Si la musique profane est officiellement interdite par le régime, les partisans des talibans ont fait résonner à plein volume de la musique patriotique, couverte par moments par le vrombissement des hélicoptères militaires survolant la ville ou par des pétards. Parfois, des hommes se lancent dans une danse traditionnelle pachtoune, la communauté principale d’Afghanistan dont sont issus la plupart des dirigeants talibans.
Un décor de victoire et d’isolement
Sur le rond-point des Chevaux, les autorités ont disposé un Humvee, véhicule abandonné par l’armée américaine et ses alliés afghans lors de leur retrait précipité en 2021. À côté trône un char russe, symbole de la déroute des Soviétiques après leur occupation de l’Afghanistan en 1989. Un double trophée de guerre qui résume la rhétorique du régime : avoir vaincu successivement deux superpuissances.
Les autorités ont également organisé une parade d’athlètes masculins, les femmes étant interdites de fréquenter tout club de sport depuis l’arrivée des talibans au pouvoir. Cette exclusion des femmes de l’espace public et sportif illustre les restrictions drastiques imposées par le régime, qui ont valu à l’Afghanistan un isolement diplomatique quasi total.

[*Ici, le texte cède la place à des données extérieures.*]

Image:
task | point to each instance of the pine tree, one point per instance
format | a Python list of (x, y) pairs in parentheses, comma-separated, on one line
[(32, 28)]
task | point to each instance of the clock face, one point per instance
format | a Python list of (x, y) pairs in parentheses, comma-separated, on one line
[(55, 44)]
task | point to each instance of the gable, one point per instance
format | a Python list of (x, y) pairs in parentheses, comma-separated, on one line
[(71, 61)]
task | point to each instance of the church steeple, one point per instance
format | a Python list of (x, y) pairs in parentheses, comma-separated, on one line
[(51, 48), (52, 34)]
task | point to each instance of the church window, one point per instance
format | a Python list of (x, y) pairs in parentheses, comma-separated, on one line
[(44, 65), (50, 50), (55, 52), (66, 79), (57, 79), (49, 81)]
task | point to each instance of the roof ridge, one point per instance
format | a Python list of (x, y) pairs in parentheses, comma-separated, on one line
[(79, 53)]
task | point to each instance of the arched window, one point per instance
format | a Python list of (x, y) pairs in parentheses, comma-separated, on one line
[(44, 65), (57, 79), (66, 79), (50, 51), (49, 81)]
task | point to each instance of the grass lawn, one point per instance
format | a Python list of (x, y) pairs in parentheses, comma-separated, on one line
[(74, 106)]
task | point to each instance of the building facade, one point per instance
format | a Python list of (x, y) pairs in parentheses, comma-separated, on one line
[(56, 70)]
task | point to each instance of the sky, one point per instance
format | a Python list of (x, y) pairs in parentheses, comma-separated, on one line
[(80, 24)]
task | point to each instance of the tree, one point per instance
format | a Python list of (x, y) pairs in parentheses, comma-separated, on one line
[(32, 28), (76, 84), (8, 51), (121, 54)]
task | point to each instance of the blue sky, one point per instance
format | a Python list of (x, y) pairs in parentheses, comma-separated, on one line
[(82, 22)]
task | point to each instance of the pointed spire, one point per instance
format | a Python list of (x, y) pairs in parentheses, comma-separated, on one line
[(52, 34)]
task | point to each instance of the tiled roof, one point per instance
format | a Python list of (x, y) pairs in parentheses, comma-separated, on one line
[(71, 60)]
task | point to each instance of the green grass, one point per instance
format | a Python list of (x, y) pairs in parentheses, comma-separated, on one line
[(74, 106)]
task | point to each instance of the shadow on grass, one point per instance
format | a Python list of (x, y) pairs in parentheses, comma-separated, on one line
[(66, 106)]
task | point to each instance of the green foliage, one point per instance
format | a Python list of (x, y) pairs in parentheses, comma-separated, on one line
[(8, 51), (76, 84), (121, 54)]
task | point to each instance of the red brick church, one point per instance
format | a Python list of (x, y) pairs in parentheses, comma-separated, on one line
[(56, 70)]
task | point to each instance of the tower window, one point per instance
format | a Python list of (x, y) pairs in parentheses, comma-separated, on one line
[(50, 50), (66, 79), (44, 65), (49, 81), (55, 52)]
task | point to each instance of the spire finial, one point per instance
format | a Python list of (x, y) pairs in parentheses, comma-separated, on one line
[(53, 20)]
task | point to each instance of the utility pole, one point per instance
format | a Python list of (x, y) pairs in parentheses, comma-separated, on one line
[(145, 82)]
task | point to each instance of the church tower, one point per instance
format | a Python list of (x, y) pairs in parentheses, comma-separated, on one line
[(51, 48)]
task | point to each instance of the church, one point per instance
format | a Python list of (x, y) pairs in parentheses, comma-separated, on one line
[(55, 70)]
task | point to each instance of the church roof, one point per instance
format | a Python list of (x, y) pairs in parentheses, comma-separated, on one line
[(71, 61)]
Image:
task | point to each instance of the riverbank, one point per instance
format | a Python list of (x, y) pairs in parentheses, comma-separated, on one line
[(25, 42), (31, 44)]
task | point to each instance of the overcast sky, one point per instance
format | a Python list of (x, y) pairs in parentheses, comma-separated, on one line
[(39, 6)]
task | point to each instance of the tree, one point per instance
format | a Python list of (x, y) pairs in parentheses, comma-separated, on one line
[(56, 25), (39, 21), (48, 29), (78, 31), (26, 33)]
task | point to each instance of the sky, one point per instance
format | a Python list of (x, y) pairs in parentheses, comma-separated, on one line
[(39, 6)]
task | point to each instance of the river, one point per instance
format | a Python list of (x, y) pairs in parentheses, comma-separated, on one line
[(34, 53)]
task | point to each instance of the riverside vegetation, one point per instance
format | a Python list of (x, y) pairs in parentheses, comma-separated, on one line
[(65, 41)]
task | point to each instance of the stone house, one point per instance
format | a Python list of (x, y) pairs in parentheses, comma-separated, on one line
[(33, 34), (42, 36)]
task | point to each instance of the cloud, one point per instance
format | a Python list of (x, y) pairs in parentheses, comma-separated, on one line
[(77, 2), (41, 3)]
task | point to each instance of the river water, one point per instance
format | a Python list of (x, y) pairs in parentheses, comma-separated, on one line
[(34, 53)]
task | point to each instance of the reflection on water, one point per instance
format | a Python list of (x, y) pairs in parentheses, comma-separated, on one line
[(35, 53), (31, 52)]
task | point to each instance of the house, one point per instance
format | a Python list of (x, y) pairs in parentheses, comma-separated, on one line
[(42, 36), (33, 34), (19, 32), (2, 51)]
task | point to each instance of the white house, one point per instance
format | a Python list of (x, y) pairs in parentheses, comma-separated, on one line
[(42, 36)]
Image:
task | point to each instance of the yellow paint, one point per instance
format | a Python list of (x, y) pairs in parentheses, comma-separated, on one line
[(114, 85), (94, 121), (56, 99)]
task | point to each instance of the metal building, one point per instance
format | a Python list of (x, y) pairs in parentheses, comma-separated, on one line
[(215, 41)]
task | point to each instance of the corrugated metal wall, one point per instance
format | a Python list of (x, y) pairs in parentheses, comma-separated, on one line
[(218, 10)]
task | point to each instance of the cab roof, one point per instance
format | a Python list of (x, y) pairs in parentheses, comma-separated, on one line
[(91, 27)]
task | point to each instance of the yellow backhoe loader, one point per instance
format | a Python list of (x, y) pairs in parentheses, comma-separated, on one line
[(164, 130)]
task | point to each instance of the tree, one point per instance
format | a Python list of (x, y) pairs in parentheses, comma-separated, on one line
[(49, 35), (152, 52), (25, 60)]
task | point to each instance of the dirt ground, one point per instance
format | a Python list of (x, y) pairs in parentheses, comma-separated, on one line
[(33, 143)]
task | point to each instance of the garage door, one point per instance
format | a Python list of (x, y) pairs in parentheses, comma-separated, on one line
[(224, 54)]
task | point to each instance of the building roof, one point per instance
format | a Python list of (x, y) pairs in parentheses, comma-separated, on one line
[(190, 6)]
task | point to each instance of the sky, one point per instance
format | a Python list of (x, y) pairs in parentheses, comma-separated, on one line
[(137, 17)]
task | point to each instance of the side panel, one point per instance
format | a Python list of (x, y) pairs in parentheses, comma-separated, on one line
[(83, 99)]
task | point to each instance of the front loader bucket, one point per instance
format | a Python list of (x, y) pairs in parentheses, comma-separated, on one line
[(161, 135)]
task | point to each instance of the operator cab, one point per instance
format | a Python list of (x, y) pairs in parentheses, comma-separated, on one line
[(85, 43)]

D’autres quartiers de Kaboul étaient plus calmes en ce jour déclaré férié par les autorités. Loin de la liesse officielle, de nombreux habitants restent préoccupés par la crise économique, le chômage massif et la répression des libertés, notamment pour les femmes et les minorités.
Cinq ans de pouvoir, un bilan contrasté
Depuis le 15 août 2021, les talibans ont consolidé leur emprise sur l’ensemble du territoire afghan, mais aucun pays n’a officiellement reconnu leur gouvernement. Les restrictions imposées aux femmes — accès à l’éducation secondaire et universitaire interdit, emploi limité, déplacements soumis à un accompagnateur masculin — ont été condamnées par les Nations unies et de nombreuses organisations de défense des droits humains.
Malgré cela, les célébrations de samedi montrent qu’une partie de la population, notamment dans les zones rurales et pachtounes, soutient activement le régime. Pour ces partisans, la fin de la guerre et le départ des troupes étrangères représentent une victoire historique, même si la paix reste fragile face aux attaques sporadiques du groupe État islamique au Khorasan (EI-K).
En ce cinquième anniversaire, le message des talibans est clair : ils entendent rester au pouvoir et appellent la communauté internationale à les reconnaître. Mais entre démonstrations de force et réalité d’un pays isolé, l’Afghanistan reste plus que jamais divisé.